Daily activities require a wide variety of information devices, such as mobile phones, personal computers, notebook computers, and tablets. Due to widespread network use, users use handy information devices with web browsers, such as Microsoft Internet Explorer®, Mozilla Firefox®, Apple Safari®, and Google Chrome®, to view text, images, and other multimedia information posted on one or more webpages. Basically, the web browsers each comprise a graphical user interface (GUI) for enabling a user to view multiple webpages in different windows and/or to launch on a single source page multiple webpages from multiple links. For instance, the user views a webpage by clicking one of a series of links on a resultant webpage found by a search, and then goes back to the resultant webpage, and subsequently clicks another different link on the resultant webpage to view other webpages.
In a tabbed web browser, multiple webpages are displayed within a single window in tabs. The user can view the tab only one by one. The tab is essentially for use in identifying a specific opened webpage. The user selects/identifies the tab of an opened webpage on a tabbed user interface and displays the webpage in the window. Hence, a selected tab related to a webpage being displayed in a window is called as an active tab, whereas one or more unselected tabs related to the other opened webpages not being displayed in the window are called as inactive tabs (i.e., hidden webpages).
The user usually launches a webpage by opening a link in a new tab provided by a resultant webpage, an index webpage, or any webpage having multiple links, which may be found by a search. As a result, after viewing the webpages of the new tabs, or after opening multiple new links among multiple new webpages provided by multiple identifiable new tabs from parent tabs, the user is likely to forget which link, in a webpage of a parent tab, has been clicked on for the purpose of the creation of the current new tabs.

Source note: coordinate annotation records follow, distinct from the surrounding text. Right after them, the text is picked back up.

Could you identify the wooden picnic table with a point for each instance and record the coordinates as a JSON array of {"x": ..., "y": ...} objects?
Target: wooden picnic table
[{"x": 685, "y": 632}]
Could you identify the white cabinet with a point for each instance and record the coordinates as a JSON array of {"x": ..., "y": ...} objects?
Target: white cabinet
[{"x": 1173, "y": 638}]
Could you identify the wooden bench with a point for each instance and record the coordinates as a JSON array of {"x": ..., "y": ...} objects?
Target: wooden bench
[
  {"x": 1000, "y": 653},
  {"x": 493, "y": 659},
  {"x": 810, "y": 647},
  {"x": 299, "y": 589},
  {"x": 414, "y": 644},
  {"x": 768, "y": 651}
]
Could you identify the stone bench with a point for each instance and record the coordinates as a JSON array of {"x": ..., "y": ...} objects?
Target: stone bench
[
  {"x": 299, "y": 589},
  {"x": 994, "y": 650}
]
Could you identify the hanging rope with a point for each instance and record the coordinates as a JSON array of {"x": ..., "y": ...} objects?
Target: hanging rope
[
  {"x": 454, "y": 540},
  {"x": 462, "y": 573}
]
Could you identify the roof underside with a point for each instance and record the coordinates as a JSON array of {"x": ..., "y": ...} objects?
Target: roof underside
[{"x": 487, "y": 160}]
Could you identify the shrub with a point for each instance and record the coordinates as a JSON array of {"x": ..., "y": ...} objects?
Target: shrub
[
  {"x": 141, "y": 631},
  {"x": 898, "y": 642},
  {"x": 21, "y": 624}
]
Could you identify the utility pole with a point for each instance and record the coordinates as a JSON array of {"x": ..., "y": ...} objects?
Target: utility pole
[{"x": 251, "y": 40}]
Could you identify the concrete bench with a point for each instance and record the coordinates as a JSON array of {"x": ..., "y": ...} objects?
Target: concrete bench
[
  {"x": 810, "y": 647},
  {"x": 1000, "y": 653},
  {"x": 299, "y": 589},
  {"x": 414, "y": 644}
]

However, the prior art fails to readily identify which link, in a webpage of a parent tab, the new tab is from. Moreover, in conventional tabbed web browsers, a title of a new tab often differs from a name of a link, as shown in the webpage of parent tab, for the creation of the new tab. As a result, in the webpage of parent tab, the user is unlikely to find the parent link which the new tab is from.
FIG. 1A illustrates a frame of a webpage on a conventional browser display interface, in accordance with the prior art.

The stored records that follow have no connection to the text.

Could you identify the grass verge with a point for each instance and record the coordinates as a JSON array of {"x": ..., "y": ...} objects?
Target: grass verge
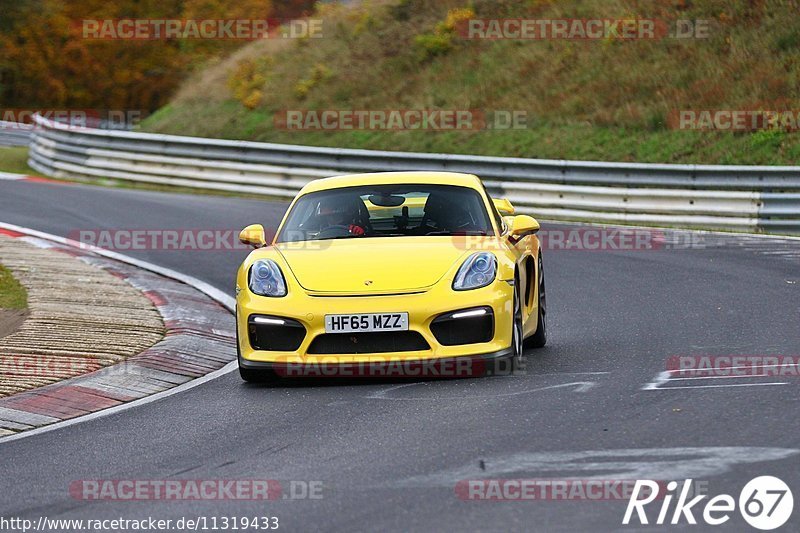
[{"x": 12, "y": 294}]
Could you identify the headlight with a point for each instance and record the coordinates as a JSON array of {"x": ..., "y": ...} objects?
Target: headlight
[
  {"x": 477, "y": 271},
  {"x": 266, "y": 279}
]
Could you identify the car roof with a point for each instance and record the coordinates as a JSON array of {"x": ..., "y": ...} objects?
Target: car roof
[{"x": 389, "y": 178}]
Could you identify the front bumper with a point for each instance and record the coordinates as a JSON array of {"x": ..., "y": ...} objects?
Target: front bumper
[{"x": 423, "y": 308}]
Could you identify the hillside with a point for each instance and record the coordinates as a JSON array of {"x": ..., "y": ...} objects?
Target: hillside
[{"x": 607, "y": 99}]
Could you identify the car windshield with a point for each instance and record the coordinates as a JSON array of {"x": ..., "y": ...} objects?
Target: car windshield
[{"x": 387, "y": 211}]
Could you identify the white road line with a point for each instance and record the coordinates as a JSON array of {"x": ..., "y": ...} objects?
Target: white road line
[
  {"x": 580, "y": 386},
  {"x": 750, "y": 376},
  {"x": 215, "y": 294},
  {"x": 718, "y": 386}
]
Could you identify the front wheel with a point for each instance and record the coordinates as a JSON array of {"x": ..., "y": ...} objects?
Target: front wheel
[
  {"x": 517, "y": 331},
  {"x": 539, "y": 339}
]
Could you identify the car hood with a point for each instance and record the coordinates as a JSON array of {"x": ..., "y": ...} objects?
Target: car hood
[{"x": 374, "y": 265}]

Referring to FIG. 1A, a tabbed web browser 100 comprises a parent tab 102. Three links 114, 116, 118 in a webpage of the parent tab 102 have ever been clicked on for the creation of three new child tabs 104, 106, 108, respectively. However, tab titles of the three new child tabs 104, 106, 108 are different from names of the three links 114, 116, 118. For instance, the names of the three links 114, 116, 118 are “nine Practice”, “Security Resources”, and “Start Africa Course”, respectively, whereas the tab titles of the three new child tabs 104, 106, 108 are “IBM 1-3-9 Home”, “Security—Think Academy Wiki”, and “Think Academy Africa”, respectively.
FIG. 1B illustrates a tab bar and a tooltip 110 of a webpage on the conventional browser display interface, in accordance with the prior art. If a cursor 109 of a pointing device (e.g., a mouse) of a user hovers above the new tab, the tooltip 110 of the Uniform Resource Locator (URL) of a webpage which contains the tab title and/or new tab is presented to the user.
Known existing tab management technology presents to users the tabbed relationship between a parent tab and a new child tab, such as a plug-in of Mozilla Firefox®, and the tree hierarchy of the tabs provided by Tree Style Tab (tree diagram tab directory management).